Brazil's overcrowded, underfunded prison system is notorious for riots and gang killings. However, in the Amazonian state of Rondônia, many prisoners convicted of murder, theft and other crimes are being offered a rare release from the violence, and a reason to improve their behaviour.

Acuda, a charity in the city of Porto Velho, trains prisoners in spiritual and physical healing practices including yoga and Ayurvedic massage, as well as in conventional vocational skills such as car mechanics and gardening. "It gives inmates something to look forward to and something they can use when they leave," said Adriano Furtunato, regional manager of the penal system for the state, located on the western fringe of the Amazon rainforest. The system has strict rules of conduct that must be met before inmates can take part, so the therapies also provide an incentive for prisoners to behave, he added.

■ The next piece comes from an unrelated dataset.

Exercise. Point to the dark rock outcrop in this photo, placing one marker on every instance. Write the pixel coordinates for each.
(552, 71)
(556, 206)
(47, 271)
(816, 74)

The charity, which has its headquarters within a prison complex, uses local volunteers to run its courses and over the years has trained more than 2,000 inmates. About 110 are currently taking part in the programme.

The therapies have one goal, says Luiz Carlos Marques, Acuda's founder: educating inmates about the possibilities of life beyond crime. "Nobody can force someone to stop breaking the law," he says. "It's something each person has to decide on their own." Prisoners in handcuffs are transported to the charity's headquarters where they take part in counselling sessions and activities such as ear candling therapy and pottery painting.

Reuters photographer Nacho Doce, who photographed some of the sessions, says the inmates' favourite seemed to be the clay therapy that is designed to improve skin health for the prisoners, who spend most of their hours in dank, dark cells.

Family members join the detainees for a meal on the last Friday of each month. Some of the prisoners show their Ayurveda certificates to their mothers, then use their new skills to give them massages.

Sergio Luiz Brito Aponte, a 38-year-old inmate currently five years into a 30-year-sentence for murder and drug trafficking, told the photographer that the therapies offered by Acuda have helped him achieve much more than he ever did as a free man. "Today I am a mechanic, a sculptor, a masseur and other things," he says. "I didn't know how to do anything before, only wrong."